Israël en 1956, un car de touristes s’arrête dans un kibboutz. L’une des passagères y reconnaît une enseignante, Rachel Stein (la sublime Carice van Houten), avec qui elle a vécu des moments terribles pendant la guerre. Alors que son amie s’en va, Rachel repense aux évènements qui se sont déroulés en 1944 en Hollande. Elle était alors une chanteuse de cabaret accomplie, mais également juive. Elle se cachait, attendant la fin de la guerre. Mais alors qu'elle essaie de fuir avec d’autres Juifs, le groupe est pris dans une embuscade et elle est la seule à en réchapper. Un peu plus tard, elle commence à travailler pour la résistance et infiltre la Gestapo, séduisant un officier de haut rang appelé Muntze (Sebastian Koch).
Black Book équivaut à un jeu du chat et de la souris, impliquant espionnage, contre-espionnage, opérations de propagande et réseaux de résistance. Infiltrée dans la Gestapo, Rachel (renommée entre-temps Ellis) est déchirée entre les horreurs infligées à ses amis et le double jeu qu'elle doit assumer pour tenter de les sauver. Peu à peu, une relation amoureuse et sincère se construit entre Rachel et Muntze. Anticipant la fin de la guerre, il devient clair que Muntze risque sa vie pour essayer de limiter le nombre des victimes et la souffrance des deux côtés, alors que certains combattants de la résistance se vendent aux nazis pour le profit. Comme Rachel, Muntze a dû surmonter de grandes pertes et leur humanité à tous les deux, est un pont qui les rapproche.
Rachel/Ellis est jouée par Carice van Houten, une actrice du cinéma néerlandais plus connue maintenant pour son rôle dans la série Game of Thrones. Elle brille de mille feux sous la caméra de Paul Verhoeven, qui voit en elle la nouvelle Sharon Stone. Il y a cette curieuse sensation de voir sous nos yeux, une star en devenir. Son personnage doit s’adapter à de nombreuses situations périlleuses, mais il y a une détermination sous-jacente et une capacité à s'adapter à toutes les situations, qui font que de tels traits de caractère semblent être innés (et non scénarisés) chez elle. On partage son combat émotionnel et on admire son courage pour s'opposer à la Gestapo, qui pourtant est loin d'être stupide. Le film vaut la peine d’être vu, rien que pour sa performance magistrale.

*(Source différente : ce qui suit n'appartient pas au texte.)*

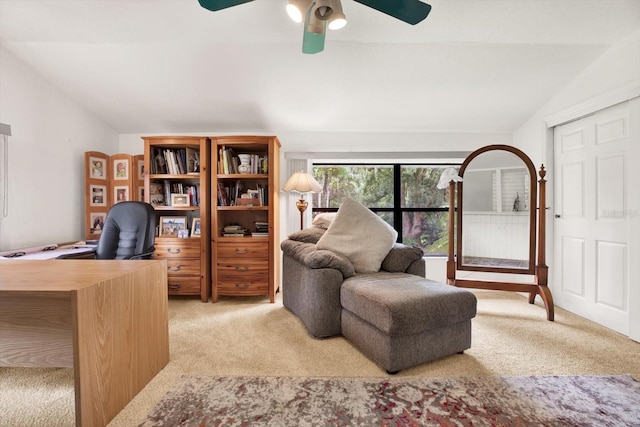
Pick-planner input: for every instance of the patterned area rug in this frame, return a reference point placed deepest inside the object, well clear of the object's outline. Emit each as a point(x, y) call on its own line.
point(480, 401)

Mention spéciale aussi à l'acteur allemand Sebastian Koch (aka Georg Dreyman dans La Vie des autres), toujours aussi charismatique.
Black Book est un cas curieux. D'une part, il se présente comme un film quasi documentaire, basé sur des faits et des personnages réels. D'autre part, il accumule les faits de bravoure et les rebondissements qui le rapprocheraient presque d'un film à la James Bond (des héros plus grands que nature). Les scènes d'évasions sont haletantes, les scènes de sexe sont torrides et le suspense est maintenu jusqu'au bout. Le style de Paul Verhoeven ne peut pas plaire à tout le monde, mais avec Black Book et son retour au pays, il montre qu'il n'a rien perdu de son talent ni de son mordant.